Secure tenure is one of Solid Ground’s four campaign subthemes. Security of tenure is the right to feel safe in one’s own home and to not be arbitrarily or forcibly evicted.

Tenure policies and laws define how access to the housing environment is allocated, transferred, controlled and managed. That’s why the Solid Ground campaign is committed to advocating for laws and policies that promote security of tenure for communities around the world. Based on our own experiences advocating for secure tenure globally, and that of our partners, Solid Ground is promoting several principles that drive our advocacy and policy work to achieve secure tenure.

We believe that policies should acknowledge a continuum of land rights and that governments should recognize legitimate land right holders. Land tenure is frequently understood in binary terms: formal or informal, legal or extra-legal, secure or insecure; however, in practice, a wide and complex spectrum of appropriate, legitimate tenure arrangements exists between these extremities. These can be documented as well as undocumented, formal as well as informal, for individuals as well as for groups, including pastoralists and residents of slums and other settlements. Opportunities should be provided within this full range of tenure rights that constitute legally enforceable claims to be enforced, asserted and defended in forum such as a court.

An incremental strategy focusing first on increasing the perception of tenure security and moving slowly toward formal, legally protected tenure security is most effective. For example, Habitat for Humanity Cambodia has implemented a project in urban Battambang in collaboration with the Cambodian government that aims to incrementally move informal settlers toward greater tenure security through the Social Land Concessions. Social Land Concessions were unveiled by the Cambodian government in March 2003 to deal with the problem of landlessness and is a legal mechanism established in the Land Law 2001 to permit the orderly transfer of state private land to private individuals or groups for social purposes, specifically, for residential and family farming. The policy guarantees informal settlers’ continuous occupation or use of the land for a 5-year period and under certain conditions as a vehicle towards greater tenure security.

We believe that policies should be inclusive, pro-poor and fit-for-purpose. Lack of secure tenure often lies at the heart of poverty housing, depriving residents of even the most basic physical, economic and psychological security that comes with adequate shelter. The failure to adopt appropriate and pro-poor land policies and land management practices remains a primary cause of inequity and poverty, and sometimes conflict. However, when families perceive their tenure to be secure, they are more likely to invest in home and neighborhood improvements.

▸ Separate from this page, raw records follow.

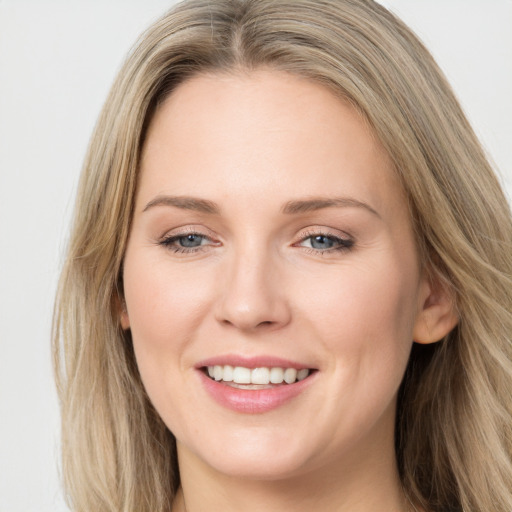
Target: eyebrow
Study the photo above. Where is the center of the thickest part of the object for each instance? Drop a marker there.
(290, 208)
(185, 203)
(319, 203)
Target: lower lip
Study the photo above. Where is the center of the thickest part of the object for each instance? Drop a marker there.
(253, 401)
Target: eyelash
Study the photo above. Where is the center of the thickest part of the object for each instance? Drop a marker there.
(343, 244)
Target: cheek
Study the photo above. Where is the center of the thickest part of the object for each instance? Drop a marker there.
(365, 316)
(165, 306)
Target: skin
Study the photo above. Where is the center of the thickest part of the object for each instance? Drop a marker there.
(259, 284)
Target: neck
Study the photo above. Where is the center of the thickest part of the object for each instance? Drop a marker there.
(360, 484)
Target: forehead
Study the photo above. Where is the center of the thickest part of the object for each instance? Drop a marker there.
(263, 132)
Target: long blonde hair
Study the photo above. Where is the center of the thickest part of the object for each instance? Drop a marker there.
(454, 420)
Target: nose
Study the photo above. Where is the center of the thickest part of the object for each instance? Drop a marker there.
(252, 294)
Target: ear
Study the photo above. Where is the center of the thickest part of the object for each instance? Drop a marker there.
(121, 311)
(437, 315)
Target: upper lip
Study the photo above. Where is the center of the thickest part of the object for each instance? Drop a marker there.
(263, 361)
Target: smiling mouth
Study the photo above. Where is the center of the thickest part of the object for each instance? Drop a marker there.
(255, 378)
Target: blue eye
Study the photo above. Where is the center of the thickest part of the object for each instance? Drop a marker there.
(326, 243)
(191, 240)
(188, 242)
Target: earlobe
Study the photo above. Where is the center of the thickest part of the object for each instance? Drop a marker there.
(122, 312)
(438, 315)
(124, 318)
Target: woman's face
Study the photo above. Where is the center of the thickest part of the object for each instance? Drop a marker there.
(270, 235)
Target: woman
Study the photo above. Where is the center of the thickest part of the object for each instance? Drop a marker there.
(279, 198)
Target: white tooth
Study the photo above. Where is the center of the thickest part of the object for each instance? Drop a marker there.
(241, 375)
(217, 372)
(260, 376)
(228, 373)
(290, 375)
(302, 374)
(276, 375)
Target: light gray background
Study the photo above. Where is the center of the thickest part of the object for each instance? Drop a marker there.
(57, 61)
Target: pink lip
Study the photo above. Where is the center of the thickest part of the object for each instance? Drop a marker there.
(251, 362)
(252, 401)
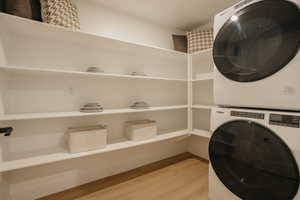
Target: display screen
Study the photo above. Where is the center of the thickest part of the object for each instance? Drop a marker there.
(285, 120)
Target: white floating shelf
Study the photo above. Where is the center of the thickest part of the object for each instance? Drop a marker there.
(28, 116)
(64, 155)
(203, 106)
(205, 77)
(202, 133)
(33, 28)
(27, 70)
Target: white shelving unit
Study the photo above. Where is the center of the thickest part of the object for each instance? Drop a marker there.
(203, 106)
(31, 116)
(47, 86)
(201, 73)
(61, 154)
(27, 70)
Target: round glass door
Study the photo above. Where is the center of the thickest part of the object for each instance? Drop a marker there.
(253, 162)
(258, 40)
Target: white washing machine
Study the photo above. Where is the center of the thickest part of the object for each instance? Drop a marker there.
(256, 55)
(254, 155)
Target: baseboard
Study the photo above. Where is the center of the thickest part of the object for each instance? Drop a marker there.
(101, 184)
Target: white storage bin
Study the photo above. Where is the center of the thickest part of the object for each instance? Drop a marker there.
(87, 138)
(141, 130)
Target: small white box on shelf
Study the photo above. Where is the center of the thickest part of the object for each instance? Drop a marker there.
(81, 139)
(141, 130)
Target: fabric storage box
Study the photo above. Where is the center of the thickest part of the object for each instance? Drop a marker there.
(30, 9)
(87, 138)
(141, 130)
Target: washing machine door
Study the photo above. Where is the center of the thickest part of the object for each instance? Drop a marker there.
(253, 162)
(258, 41)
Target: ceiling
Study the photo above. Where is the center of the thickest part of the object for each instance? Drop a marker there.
(180, 14)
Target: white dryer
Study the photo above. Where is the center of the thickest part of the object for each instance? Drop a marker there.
(256, 55)
(254, 155)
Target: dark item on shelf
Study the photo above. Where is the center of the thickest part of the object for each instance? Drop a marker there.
(91, 108)
(140, 105)
(30, 9)
(6, 131)
(94, 70)
(180, 43)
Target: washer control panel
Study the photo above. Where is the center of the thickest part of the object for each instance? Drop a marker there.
(285, 120)
(247, 115)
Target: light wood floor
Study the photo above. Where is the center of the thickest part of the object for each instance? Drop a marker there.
(186, 180)
(182, 177)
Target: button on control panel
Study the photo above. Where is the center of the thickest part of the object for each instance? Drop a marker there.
(247, 115)
(285, 120)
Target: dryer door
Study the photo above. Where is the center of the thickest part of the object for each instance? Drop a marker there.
(258, 40)
(252, 162)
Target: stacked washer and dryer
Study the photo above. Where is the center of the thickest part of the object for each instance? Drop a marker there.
(255, 147)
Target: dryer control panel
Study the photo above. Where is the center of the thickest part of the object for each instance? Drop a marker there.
(285, 120)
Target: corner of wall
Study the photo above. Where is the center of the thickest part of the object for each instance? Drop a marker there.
(198, 146)
(4, 188)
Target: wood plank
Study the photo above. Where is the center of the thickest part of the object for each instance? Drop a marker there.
(115, 181)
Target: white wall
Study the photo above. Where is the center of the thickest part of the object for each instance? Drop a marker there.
(32, 183)
(198, 146)
(98, 19)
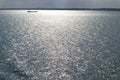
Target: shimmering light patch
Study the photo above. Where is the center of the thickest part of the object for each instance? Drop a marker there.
(63, 46)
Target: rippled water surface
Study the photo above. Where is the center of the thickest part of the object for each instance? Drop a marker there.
(60, 45)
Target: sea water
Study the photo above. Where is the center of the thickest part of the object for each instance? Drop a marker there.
(59, 45)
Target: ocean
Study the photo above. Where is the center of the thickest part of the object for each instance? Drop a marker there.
(59, 45)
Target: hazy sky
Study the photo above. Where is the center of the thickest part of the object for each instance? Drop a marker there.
(59, 3)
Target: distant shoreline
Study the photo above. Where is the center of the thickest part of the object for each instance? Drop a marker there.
(100, 9)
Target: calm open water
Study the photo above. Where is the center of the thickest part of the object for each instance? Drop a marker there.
(60, 45)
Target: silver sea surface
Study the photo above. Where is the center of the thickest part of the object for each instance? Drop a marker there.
(60, 45)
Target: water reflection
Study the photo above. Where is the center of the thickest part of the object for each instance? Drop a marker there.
(59, 47)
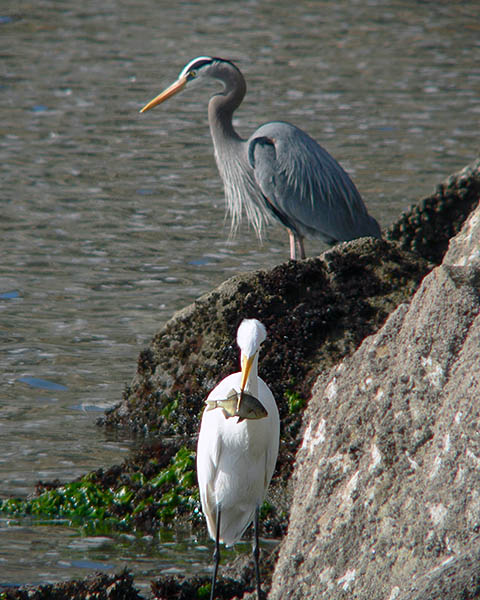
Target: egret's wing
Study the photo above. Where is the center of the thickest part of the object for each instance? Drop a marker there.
(208, 457)
(305, 187)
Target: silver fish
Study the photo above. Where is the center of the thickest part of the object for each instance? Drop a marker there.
(236, 404)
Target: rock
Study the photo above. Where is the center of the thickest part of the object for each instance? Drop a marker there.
(387, 479)
(429, 225)
(96, 587)
(316, 311)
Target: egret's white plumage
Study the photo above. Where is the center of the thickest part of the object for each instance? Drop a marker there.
(235, 460)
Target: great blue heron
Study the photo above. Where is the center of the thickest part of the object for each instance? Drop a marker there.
(280, 172)
(236, 458)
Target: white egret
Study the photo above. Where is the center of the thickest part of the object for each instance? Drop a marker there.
(236, 457)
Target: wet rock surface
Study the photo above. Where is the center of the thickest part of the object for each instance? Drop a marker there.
(387, 480)
(361, 451)
(98, 587)
(429, 225)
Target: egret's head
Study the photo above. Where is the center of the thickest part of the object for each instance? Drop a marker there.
(250, 336)
(196, 70)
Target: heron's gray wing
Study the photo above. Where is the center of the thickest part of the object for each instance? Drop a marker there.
(305, 187)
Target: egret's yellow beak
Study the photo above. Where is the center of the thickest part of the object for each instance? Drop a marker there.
(247, 362)
(166, 94)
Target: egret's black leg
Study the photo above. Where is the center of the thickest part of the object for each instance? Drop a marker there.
(216, 555)
(256, 552)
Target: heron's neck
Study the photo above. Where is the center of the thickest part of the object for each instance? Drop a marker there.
(222, 106)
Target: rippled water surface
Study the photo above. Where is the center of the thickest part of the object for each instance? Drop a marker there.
(111, 220)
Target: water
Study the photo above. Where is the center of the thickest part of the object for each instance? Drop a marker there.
(113, 220)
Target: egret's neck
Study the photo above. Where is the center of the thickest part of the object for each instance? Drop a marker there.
(251, 385)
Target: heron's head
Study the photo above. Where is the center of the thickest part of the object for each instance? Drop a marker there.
(195, 71)
(251, 334)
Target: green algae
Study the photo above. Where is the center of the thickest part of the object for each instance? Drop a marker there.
(95, 509)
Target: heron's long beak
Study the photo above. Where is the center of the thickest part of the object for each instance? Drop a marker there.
(166, 94)
(247, 362)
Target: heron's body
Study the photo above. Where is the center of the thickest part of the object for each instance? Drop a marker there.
(279, 173)
(236, 458)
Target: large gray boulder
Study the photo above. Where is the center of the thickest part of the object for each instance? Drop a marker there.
(387, 479)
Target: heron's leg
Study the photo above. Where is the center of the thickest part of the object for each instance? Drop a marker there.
(256, 552)
(291, 237)
(216, 555)
(299, 244)
(297, 250)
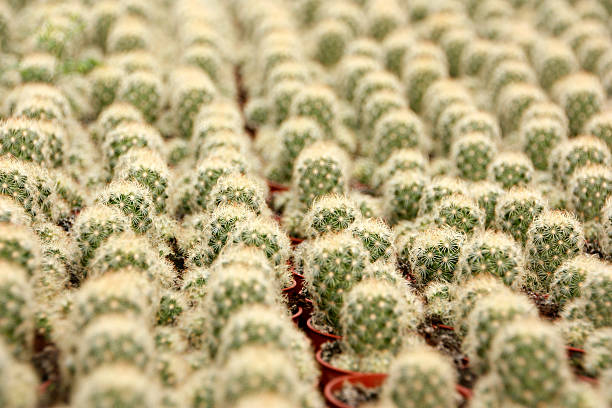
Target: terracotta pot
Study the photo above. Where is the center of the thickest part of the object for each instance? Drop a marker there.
(367, 380)
(317, 338)
(296, 317)
(329, 372)
(275, 187)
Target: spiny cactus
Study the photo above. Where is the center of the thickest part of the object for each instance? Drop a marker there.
(116, 385)
(261, 325)
(590, 187)
(113, 340)
(492, 252)
(553, 237)
(18, 382)
(472, 153)
(320, 169)
(582, 96)
(434, 254)
(529, 358)
(460, 212)
(421, 377)
(488, 317)
(516, 210)
(133, 200)
(333, 264)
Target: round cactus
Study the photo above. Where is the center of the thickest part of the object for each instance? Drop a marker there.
(516, 210)
(114, 386)
(488, 318)
(492, 252)
(590, 187)
(420, 378)
(582, 96)
(553, 237)
(435, 253)
(529, 357)
(333, 264)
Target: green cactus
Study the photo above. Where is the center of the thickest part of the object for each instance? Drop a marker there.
(489, 317)
(495, 253)
(421, 377)
(472, 153)
(435, 253)
(261, 325)
(334, 263)
(553, 237)
(516, 210)
(582, 96)
(320, 169)
(146, 167)
(115, 386)
(529, 358)
(589, 189)
(133, 200)
(539, 137)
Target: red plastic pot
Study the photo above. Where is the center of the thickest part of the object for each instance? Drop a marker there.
(329, 372)
(367, 380)
(296, 317)
(317, 338)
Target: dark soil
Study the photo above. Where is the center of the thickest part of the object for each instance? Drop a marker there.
(356, 394)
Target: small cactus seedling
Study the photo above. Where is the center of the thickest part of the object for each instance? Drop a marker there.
(516, 210)
(330, 214)
(492, 252)
(598, 351)
(590, 187)
(581, 95)
(529, 359)
(421, 377)
(333, 264)
(435, 253)
(472, 154)
(115, 386)
(553, 237)
(460, 212)
(488, 317)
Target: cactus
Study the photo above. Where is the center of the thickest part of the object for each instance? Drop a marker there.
(295, 134)
(116, 385)
(511, 169)
(421, 377)
(460, 212)
(516, 210)
(492, 252)
(472, 153)
(114, 340)
(486, 195)
(403, 194)
(576, 153)
(133, 200)
(528, 357)
(320, 169)
(490, 316)
(396, 130)
(330, 214)
(18, 382)
(434, 255)
(261, 325)
(590, 187)
(144, 91)
(582, 96)
(333, 264)
(553, 237)
(147, 168)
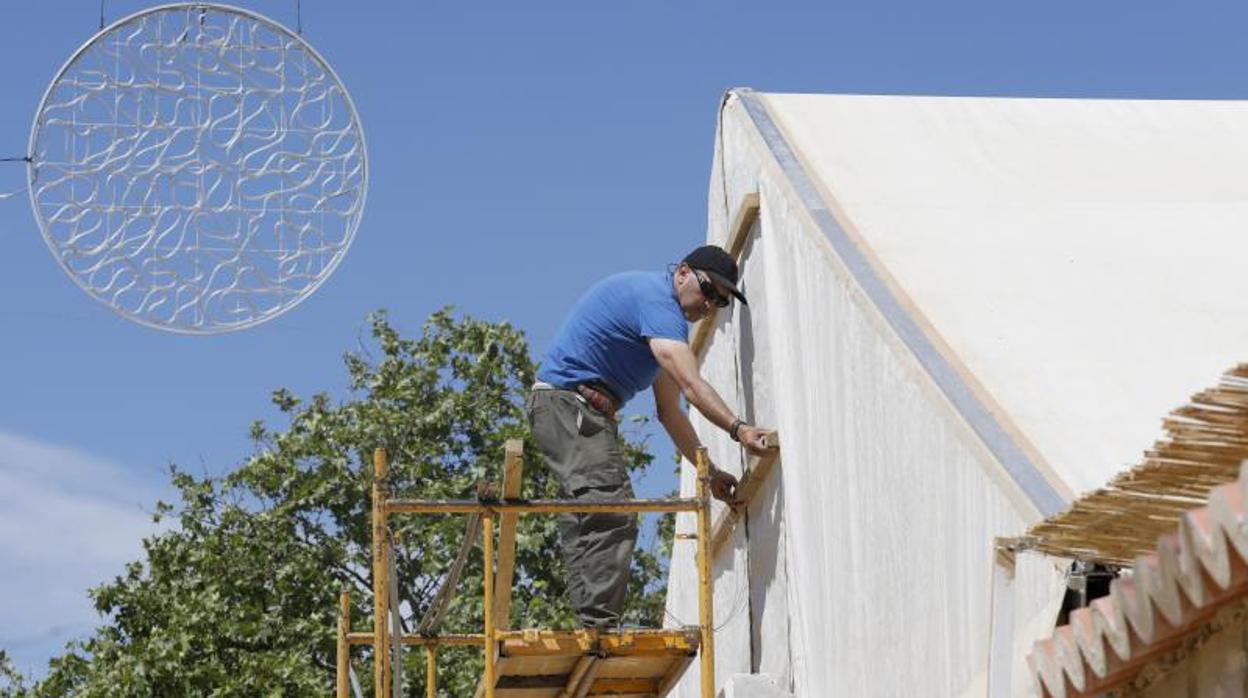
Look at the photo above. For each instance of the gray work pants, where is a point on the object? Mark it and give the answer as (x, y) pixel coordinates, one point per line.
(583, 450)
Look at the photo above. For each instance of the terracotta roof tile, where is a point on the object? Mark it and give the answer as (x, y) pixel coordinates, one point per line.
(1167, 596)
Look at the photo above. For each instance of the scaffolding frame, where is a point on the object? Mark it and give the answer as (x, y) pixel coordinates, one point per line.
(383, 642)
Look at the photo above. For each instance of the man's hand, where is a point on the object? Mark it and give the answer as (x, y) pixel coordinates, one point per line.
(723, 486)
(754, 438)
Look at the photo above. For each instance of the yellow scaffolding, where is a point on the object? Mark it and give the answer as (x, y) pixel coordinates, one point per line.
(638, 648)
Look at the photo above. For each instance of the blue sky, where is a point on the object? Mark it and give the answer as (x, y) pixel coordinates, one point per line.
(518, 151)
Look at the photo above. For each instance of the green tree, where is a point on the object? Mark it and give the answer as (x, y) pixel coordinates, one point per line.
(238, 596)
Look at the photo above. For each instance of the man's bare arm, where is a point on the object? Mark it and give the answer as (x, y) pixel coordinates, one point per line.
(678, 362)
(667, 401)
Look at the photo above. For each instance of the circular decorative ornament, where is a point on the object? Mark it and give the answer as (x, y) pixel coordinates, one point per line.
(197, 169)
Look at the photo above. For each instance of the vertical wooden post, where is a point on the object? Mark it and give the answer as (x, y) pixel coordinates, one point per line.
(488, 542)
(705, 584)
(431, 671)
(343, 647)
(381, 575)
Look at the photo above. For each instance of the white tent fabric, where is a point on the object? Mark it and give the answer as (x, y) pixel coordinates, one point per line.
(962, 314)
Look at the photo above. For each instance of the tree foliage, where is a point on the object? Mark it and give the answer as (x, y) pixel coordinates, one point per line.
(237, 594)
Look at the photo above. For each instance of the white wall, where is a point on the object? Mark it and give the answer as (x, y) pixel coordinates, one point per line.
(869, 562)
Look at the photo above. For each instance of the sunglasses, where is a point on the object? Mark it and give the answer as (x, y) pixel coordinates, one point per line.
(710, 292)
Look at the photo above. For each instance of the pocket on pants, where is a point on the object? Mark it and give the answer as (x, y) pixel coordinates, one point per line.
(589, 422)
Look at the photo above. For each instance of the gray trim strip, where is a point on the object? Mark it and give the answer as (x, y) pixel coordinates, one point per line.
(1016, 462)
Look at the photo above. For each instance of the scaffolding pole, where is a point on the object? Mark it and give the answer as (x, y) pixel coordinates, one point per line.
(489, 641)
(381, 594)
(343, 646)
(705, 586)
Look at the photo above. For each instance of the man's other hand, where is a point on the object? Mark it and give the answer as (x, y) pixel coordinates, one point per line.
(723, 486)
(754, 438)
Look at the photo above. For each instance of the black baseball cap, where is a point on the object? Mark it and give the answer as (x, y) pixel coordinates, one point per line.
(718, 265)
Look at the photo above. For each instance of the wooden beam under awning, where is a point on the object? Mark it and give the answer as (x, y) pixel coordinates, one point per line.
(758, 470)
(738, 236)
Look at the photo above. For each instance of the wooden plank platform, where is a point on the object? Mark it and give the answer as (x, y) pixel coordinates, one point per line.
(578, 663)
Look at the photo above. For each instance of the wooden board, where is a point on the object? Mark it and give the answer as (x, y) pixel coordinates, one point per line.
(513, 473)
(570, 664)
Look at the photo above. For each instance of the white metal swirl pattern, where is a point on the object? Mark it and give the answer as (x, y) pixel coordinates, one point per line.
(197, 169)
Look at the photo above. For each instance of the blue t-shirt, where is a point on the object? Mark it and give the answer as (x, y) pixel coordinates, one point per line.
(605, 336)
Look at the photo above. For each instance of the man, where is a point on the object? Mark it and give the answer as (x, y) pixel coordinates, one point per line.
(627, 334)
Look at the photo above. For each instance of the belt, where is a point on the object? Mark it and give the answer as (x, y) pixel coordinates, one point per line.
(598, 398)
(594, 395)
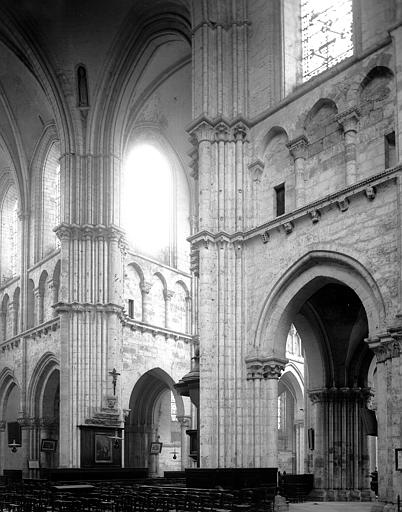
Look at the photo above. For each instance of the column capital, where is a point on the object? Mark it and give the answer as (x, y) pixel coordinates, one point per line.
(168, 295)
(254, 368)
(256, 168)
(349, 119)
(240, 132)
(185, 421)
(202, 131)
(145, 287)
(298, 147)
(386, 346)
(222, 132)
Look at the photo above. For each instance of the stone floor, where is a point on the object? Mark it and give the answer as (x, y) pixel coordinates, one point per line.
(334, 506)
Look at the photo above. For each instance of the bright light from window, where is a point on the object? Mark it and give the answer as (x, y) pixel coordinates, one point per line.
(146, 201)
(326, 34)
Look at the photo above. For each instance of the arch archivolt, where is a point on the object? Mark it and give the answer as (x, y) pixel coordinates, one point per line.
(300, 282)
(43, 370)
(7, 382)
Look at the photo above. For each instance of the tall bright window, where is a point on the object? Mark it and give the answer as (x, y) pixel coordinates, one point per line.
(9, 234)
(327, 36)
(147, 202)
(50, 200)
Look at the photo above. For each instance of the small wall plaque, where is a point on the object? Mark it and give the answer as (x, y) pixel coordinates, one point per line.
(398, 459)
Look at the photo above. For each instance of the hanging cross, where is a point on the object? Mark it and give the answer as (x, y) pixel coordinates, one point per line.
(114, 375)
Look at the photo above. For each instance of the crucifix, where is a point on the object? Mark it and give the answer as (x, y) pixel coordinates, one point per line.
(114, 375)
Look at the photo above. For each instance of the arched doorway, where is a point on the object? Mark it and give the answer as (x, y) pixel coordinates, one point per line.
(155, 408)
(10, 430)
(44, 402)
(333, 307)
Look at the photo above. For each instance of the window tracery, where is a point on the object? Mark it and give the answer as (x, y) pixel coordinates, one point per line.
(327, 36)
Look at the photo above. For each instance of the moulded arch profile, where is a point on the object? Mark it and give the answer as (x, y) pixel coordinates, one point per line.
(291, 379)
(318, 105)
(273, 132)
(145, 393)
(137, 268)
(41, 374)
(300, 282)
(183, 285)
(375, 72)
(162, 279)
(363, 78)
(7, 383)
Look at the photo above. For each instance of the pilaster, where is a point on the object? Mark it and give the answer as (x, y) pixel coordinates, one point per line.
(387, 349)
(262, 399)
(298, 150)
(90, 299)
(349, 120)
(220, 133)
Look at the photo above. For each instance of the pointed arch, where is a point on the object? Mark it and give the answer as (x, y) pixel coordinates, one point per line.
(302, 279)
(41, 374)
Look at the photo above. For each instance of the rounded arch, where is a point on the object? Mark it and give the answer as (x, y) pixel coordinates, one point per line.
(146, 391)
(184, 286)
(17, 39)
(41, 374)
(272, 132)
(322, 103)
(161, 278)
(138, 269)
(300, 281)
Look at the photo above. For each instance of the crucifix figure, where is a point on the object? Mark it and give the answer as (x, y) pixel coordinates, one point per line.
(114, 375)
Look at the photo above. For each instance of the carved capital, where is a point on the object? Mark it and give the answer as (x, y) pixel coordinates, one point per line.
(168, 295)
(256, 169)
(288, 227)
(349, 119)
(222, 132)
(343, 204)
(315, 215)
(195, 261)
(273, 367)
(370, 193)
(240, 132)
(145, 287)
(254, 368)
(185, 421)
(265, 237)
(203, 131)
(298, 147)
(385, 347)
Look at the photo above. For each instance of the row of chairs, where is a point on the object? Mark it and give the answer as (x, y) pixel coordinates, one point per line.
(133, 498)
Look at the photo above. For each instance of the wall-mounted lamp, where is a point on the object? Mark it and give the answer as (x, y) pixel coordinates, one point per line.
(13, 446)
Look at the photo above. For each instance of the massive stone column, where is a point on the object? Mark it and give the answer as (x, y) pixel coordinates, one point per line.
(220, 135)
(262, 410)
(90, 300)
(340, 454)
(298, 149)
(349, 120)
(387, 349)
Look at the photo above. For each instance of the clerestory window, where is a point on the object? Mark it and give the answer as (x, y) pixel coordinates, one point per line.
(327, 34)
(9, 234)
(147, 202)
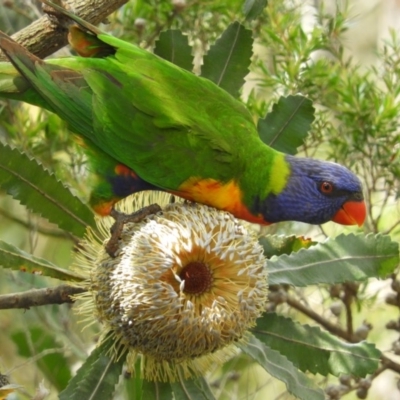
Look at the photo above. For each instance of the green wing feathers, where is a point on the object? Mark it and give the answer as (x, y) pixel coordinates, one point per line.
(140, 108)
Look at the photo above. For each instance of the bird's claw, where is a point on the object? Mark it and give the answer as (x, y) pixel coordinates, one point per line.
(121, 219)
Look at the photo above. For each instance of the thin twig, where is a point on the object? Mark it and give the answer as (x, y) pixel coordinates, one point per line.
(39, 297)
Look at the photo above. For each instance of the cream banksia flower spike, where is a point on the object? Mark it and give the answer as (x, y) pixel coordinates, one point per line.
(184, 287)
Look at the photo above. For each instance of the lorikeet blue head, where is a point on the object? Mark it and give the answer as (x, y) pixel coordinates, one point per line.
(317, 192)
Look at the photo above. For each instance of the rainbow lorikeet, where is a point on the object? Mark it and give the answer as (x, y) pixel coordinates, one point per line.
(148, 124)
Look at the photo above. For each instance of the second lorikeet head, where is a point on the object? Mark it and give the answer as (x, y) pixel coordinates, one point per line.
(316, 192)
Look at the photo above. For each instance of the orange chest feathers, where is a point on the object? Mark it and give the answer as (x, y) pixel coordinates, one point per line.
(223, 196)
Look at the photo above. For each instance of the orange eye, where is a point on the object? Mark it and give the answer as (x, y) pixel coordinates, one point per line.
(326, 187)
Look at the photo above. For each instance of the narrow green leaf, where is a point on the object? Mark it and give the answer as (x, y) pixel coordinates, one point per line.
(286, 126)
(96, 378)
(14, 258)
(27, 181)
(345, 258)
(275, 245)
(311, 349)
(253, 8)
(173, 46)
(281, 368)
(156, 390)
(192, 389)
(54, 365)
(228, 60)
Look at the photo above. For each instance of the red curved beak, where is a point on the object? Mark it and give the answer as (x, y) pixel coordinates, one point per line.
(351, 213)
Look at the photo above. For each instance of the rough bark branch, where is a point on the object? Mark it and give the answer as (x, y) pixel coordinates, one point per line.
(45, 35)
(39, 297)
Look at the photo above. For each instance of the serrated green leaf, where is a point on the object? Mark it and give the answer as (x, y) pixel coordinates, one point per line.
(275, 245)
(96, 378)
(156, 390)
(311, 349)
(173, 46)
(192, 389)
(253, 8)
(54, 366)
(27, 181)
(281, 368)
(14, 258)
(228, 60)
(287, 125)
(345, 258)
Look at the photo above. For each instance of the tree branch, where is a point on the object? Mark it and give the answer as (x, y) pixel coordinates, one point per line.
(39, 297)
(46, 35)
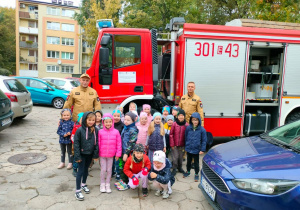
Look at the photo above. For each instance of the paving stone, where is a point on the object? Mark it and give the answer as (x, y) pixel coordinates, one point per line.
(40, 202)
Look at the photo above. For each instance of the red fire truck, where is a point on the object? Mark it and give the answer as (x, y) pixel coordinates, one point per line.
(248, 78)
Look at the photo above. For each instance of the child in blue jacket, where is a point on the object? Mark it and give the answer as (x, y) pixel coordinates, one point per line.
(195, 144)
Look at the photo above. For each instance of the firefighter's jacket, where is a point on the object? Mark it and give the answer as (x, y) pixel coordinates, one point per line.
(82, 100)
(191, 104)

A decade ago, the housing crisis in Honduras looked insurmountable. Many families in Honduras lived in shacks made from whatever scraps of wood or metal they could cobble together. Now, a decade later, Habitat for Humanity Honduras has seen significant strides in creating new pro-poor and fit-for-purpose policies for secure tenure at the municipal level, making safe, stable and affordable homes a reality for more and more Hondurans each day.

We believe that laws should prioritize the most vulnerable groups and women. Insecurity of tenure leads to increased living costs, the occupation of hazard-prone land, environmental degradation and the increased vulnerability of urban and rural habitats, affecting all people, especially disadvantaged and vulnerable groups.

Around the world, women are routinely and systematically denied equal rights to access, use, inherit, control and own land. Secure land rights are a central factor in ensuring adequate, stable housing for women and their families. Secure property rights also give women greater influence over household income and decision making, which has been shown to reduce household poverty and benefit the family as a whole.

We believe that governments should not pursue evictions in situations of limited tenure regulation. Lack of secure tenure contributes to forced evictions, social exclusion and the violation of human rights. Governments may forcibly evict communities to make room for development or revitalization projects. During such projects, land and property values increase due to new developments or renewal programs in the proximity of where poor people live. This usually leads to increased living costs in the area and forces poor, previously established residents and businesses to move or relocate to places with lower living costs.

The Polish government’s national revitalization program, for example, sought to renovate old homes. After realizing that this could exacerbate effects of gentrification and lead to evictions of old communal tenants, Habitat for Humanity Poland worked in coalition to secure the tenants’ rights to return to the renovated homes.

As a result, the National Revitalization Act that passed in October 2015 ensures continuation of leases for current residents and requires that residents be informed of their tenancy rights improving security of tenure for up to 240,000 tenants living in low-income social housing. 

We believe that policies should build the capacity of local land information systems. Many local governments lack the capacity and resources to create or maintain a cadastre or a land information system, thus, hindering their ability to issue and store land titles. Without a cadastre or legally recognized land information system, residents cannot formally receive or prove ownership, decreasing security of tenure. Building capacity of local cadastre systems is an effective strategy to increase tenure security.

For example, Habitat for Humanity Côte d’Ivoire is working closely with local authorities and the broader community to build a simple and effective system to issue land certificates. Habitat Côte d’Ivoire helped local leaders set up a land registration system and is supporting the registration process and collection of the necessary supporting documents from applicants, increasing secure tenure for over 98,000 people.